← Back to context

Comment by twic

21 hours ago

And yet, there is a good chance that C++ will start doing exactly this [1]. Because [2]:

> The performance impact is negligible (less that 0.5% regression) to slightly positive (that is, some code gets faster by up to 1%). The code size impact is negligible (smaller than 0.5%). Compile-time regressions are negligible. Were overheads to matter for particular coding patterns, compilers would be able to obviate most of them.

> The only significant performance/code regressions are when code has very large automatic storage duration objects. We provide an attribute to opt-out of zero-initialization of objects of automatic storage duration. We then expect that programmer can audit their code for this attribute, and ensure that the unsafe subset of C++ is used in a safe manner.

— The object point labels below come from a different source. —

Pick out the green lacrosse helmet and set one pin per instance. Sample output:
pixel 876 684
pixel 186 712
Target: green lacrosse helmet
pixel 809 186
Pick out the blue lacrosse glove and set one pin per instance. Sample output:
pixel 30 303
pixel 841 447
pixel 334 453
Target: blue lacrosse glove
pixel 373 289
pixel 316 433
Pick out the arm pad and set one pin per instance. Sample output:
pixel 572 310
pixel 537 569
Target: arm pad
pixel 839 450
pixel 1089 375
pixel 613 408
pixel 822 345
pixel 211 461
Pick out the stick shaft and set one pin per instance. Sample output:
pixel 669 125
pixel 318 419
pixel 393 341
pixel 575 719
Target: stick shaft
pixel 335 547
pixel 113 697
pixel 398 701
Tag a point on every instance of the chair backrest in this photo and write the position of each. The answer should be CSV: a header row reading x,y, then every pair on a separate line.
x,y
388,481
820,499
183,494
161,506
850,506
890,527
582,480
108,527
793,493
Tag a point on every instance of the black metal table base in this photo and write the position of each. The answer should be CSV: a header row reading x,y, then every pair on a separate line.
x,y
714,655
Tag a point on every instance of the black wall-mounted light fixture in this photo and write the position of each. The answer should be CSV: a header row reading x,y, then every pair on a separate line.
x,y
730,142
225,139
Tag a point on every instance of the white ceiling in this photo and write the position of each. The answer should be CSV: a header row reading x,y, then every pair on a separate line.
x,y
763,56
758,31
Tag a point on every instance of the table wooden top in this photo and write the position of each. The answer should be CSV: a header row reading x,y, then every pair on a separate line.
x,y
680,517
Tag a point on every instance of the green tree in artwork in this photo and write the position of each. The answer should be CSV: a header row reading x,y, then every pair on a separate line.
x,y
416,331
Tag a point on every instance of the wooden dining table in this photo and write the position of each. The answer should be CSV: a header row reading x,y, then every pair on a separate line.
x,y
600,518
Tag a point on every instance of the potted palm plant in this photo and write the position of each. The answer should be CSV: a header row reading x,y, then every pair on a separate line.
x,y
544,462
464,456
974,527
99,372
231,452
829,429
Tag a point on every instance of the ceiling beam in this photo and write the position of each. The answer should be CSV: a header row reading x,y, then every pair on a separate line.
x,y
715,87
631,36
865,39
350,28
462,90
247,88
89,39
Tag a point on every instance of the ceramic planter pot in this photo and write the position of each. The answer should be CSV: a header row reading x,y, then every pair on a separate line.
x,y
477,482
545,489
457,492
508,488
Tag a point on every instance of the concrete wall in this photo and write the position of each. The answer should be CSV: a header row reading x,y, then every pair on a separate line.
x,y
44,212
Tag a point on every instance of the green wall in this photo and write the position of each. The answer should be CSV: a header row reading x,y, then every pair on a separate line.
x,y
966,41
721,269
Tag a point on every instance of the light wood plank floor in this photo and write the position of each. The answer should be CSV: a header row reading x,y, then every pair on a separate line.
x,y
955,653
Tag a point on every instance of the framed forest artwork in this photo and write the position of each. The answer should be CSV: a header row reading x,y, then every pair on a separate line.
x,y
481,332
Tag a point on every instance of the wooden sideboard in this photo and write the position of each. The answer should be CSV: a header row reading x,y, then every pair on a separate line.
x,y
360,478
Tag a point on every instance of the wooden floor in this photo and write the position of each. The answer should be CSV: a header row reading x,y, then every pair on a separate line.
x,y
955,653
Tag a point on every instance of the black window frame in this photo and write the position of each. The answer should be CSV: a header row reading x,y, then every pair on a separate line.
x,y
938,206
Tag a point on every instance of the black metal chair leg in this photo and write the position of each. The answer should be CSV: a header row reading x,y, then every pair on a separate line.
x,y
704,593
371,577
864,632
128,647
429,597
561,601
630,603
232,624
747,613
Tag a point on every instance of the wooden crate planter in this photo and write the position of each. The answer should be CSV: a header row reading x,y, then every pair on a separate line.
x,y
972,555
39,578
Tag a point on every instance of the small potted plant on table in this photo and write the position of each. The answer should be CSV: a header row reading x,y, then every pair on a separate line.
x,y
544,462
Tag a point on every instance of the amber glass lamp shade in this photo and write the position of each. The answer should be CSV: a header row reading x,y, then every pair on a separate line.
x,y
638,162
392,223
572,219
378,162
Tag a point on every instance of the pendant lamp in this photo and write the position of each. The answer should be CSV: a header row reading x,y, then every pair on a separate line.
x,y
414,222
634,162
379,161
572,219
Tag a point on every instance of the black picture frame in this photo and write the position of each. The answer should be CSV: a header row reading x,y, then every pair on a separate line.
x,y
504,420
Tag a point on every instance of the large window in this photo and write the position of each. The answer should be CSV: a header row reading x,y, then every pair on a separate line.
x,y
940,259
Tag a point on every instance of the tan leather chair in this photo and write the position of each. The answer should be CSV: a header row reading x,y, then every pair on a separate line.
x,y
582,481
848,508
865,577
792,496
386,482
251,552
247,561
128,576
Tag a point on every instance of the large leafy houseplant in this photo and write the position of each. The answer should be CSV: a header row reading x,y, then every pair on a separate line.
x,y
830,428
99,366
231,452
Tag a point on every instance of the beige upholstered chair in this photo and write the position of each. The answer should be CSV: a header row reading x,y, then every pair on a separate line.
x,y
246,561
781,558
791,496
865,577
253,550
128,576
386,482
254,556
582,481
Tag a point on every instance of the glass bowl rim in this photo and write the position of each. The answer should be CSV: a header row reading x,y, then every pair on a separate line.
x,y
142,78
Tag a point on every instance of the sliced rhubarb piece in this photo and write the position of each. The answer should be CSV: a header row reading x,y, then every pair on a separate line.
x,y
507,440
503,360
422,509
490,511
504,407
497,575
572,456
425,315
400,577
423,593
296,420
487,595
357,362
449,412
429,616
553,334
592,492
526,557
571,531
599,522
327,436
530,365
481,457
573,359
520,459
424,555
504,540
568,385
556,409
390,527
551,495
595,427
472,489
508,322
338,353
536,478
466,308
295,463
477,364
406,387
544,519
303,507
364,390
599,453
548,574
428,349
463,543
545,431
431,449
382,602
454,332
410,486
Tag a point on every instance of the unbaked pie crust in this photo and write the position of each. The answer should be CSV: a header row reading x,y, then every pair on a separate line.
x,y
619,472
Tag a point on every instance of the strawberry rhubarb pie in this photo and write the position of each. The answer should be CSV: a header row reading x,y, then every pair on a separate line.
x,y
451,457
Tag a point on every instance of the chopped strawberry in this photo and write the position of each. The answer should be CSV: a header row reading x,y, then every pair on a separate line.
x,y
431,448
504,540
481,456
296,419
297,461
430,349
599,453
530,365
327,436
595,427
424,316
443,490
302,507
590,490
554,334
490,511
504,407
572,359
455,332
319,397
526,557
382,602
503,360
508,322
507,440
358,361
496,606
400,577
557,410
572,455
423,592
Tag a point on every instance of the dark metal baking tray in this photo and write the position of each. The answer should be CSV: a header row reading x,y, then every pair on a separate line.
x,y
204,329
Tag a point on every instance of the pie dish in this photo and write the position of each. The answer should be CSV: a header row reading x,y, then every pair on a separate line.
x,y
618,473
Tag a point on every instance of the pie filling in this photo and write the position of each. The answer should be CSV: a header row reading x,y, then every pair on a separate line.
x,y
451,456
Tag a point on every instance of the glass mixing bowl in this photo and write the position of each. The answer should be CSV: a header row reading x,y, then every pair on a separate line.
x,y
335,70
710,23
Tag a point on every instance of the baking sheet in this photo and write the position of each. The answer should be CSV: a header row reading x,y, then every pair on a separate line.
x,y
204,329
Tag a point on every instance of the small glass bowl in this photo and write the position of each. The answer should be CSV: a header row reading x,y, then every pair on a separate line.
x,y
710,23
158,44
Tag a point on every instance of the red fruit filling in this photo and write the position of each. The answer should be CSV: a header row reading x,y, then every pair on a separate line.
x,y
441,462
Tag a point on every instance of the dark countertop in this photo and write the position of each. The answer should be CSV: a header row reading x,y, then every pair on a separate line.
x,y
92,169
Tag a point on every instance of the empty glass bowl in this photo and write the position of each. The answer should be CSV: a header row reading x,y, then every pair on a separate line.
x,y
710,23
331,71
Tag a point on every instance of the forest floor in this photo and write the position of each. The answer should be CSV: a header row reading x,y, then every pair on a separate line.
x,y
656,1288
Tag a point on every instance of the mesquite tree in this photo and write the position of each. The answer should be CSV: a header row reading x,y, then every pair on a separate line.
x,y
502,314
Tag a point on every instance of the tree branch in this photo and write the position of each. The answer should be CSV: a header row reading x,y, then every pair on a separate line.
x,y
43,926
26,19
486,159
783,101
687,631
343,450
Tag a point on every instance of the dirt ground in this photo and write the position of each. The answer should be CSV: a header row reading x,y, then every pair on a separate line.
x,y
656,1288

> This change was not possible 30 years ago because optimizations simply were not as good as they are today, and the costs were too high. The costs are now negligible.

[1] https://github.com/cplusplus/papers/issues/1401

[2] https://www.open-std.org/jtc1/sc22/wg21/docs/papers/2023/p27...

Thanks for the references - that was interesting reading, particularly that initialisation can be good for instruction pipelining.

A trick we were using with SSE was something like

__m128 zero = _mm_undefined_ps(); zero = _mm_xor_ps(zero, zero);

Now we were really careful with viewing our ops as data dependencies to reason about pipelining efficiency. But our profiling tools were not measuring this.

We did avoid _mm_set_ps(0.0f) which was actually showing up as cache misses.

I wonder if we were actually slower because cache misses are something we can measure?!